Those Genius stats are insane and I assume they're from v1.1.15.5 as 15.4 would definitely not have had a 0% for incorrect lyrics.
The downside with the google search engine is that it is biased towards English results.
Using the song examples that you've provided, I tried to make the correction that I'd said I'd make - but ended up not due to me rolling back to the first yml workings.
Tracks without a comment indicate that there was a correct match.Ivan Lins - Novo tempo
Margriet Eshuijs Band - Black Pearl
Chico Buarque - Fortaleza
Simone - Geraldinos e Arquibaldos
Ane Brun - Du gråter så store tåra (the english translation was ahead of the original in the google search results)
Nana Caymmi - Doce Presença
Walter Becker - Door Number Two
Ivan Lins - Dinorah, Dinorah
Jacques Brel - Les Bonbons 67
Carla Bruni - Quelqu'un m'a dit (version listed at the top of the results has an English translation alongside and the yml's pattern is not built for that)
Simone - Pétala
Sharon Robinson - Sustenance (correctly returns a no match like the original)

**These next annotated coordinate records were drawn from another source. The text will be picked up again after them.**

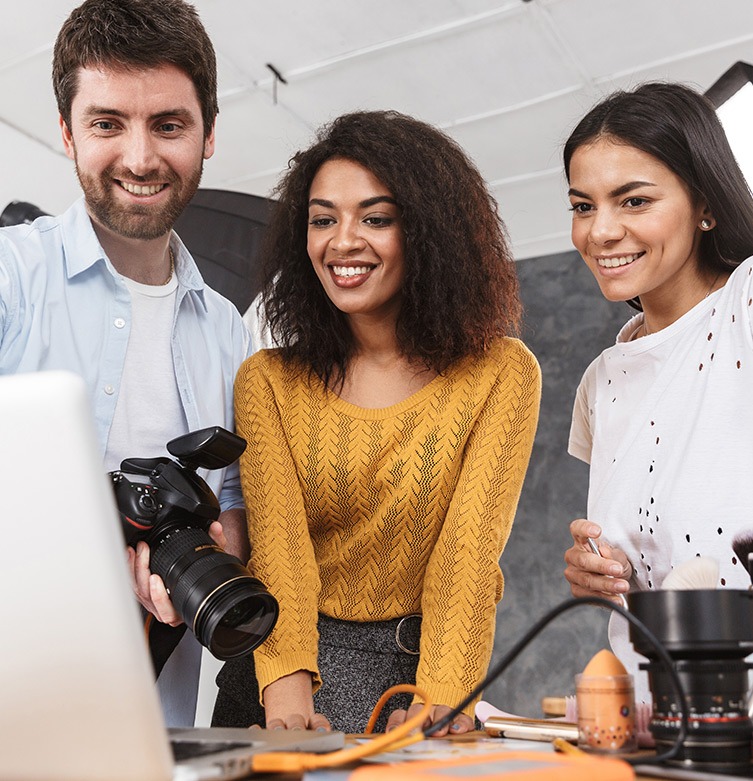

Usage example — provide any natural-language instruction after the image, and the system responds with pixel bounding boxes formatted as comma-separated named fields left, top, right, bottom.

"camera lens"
left=628, top=589, right=753, bottom=774
left=150, top=524, right=278, bottom=660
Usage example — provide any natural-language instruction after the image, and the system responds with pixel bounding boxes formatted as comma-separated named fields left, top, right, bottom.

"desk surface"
left=253, top=732, right=684, bottom=781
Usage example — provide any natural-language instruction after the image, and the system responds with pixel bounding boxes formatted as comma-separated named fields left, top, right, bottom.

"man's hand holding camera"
left=126, top=510, right=231, bottom=626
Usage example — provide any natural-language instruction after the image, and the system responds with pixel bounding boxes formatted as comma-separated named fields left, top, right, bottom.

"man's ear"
left=58, top=114, right=76, bottom=160
left=204, top=118, right=217, bottom=160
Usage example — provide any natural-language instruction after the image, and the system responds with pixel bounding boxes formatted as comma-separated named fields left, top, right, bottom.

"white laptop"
left=0, top=372, right=344, bottom=781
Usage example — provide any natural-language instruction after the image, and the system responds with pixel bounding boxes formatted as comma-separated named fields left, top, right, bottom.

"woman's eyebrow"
left=567, top=180, right=656, bottom=199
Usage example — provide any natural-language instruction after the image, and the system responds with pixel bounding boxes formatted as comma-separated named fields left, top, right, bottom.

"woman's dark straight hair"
left=564, top=82, right=753, bottom=296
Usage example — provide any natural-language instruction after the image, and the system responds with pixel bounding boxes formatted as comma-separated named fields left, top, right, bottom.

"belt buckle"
left=395, top=613, right=421, bottom=656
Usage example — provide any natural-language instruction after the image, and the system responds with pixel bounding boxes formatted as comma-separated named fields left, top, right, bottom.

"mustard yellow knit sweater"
left=235, top=338, right=541, bottom=713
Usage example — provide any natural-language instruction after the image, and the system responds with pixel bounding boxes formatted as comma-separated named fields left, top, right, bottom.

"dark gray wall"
left=484, top=252, right=632, bottom=716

Simone - Fantasia (the original cannot match it bcoz the artist on the site is 'Suzane & Simone', but with this, the match would occur)
..............................
Overall comments:
- The musixmatch yml below (which makes use of google searching) would mostly suit those who have most of their collection in English.
- There also would be a side effect in which songs that aren't available on the website, would return incorrect lyrics instead.
- Other users are right in that this behaviour would not be ideal as the default.
name: Musixmatch_Google
loader: search
variables:
artist:
type: artist
filters:
- lowercase
title:
type: title
filters: artist
config:
identity url: "https://www.google.com/search?q=Musixmatch+{title}+{artist}"
identity pattern: ['(?<identity>https://www.musixmatch.com.*?)%3Futm_|(?<identity>https://www.musixmatch.com.*?)["&]', 's']
lyrics url: ""
lyrics pattern: ['<p class="mxm-lyrics__content.*?">(?<lyrics>.*?)<div [^>]*"lyrics-report".*?>', s]
post-filters:
- [regex, "<script.*?</script>", "", s]
- [regex, '<div class="inline_video_ad_container_container">', "\n", s]
- strip_html
- utf8_encode
- entity_decode
- clean_spaces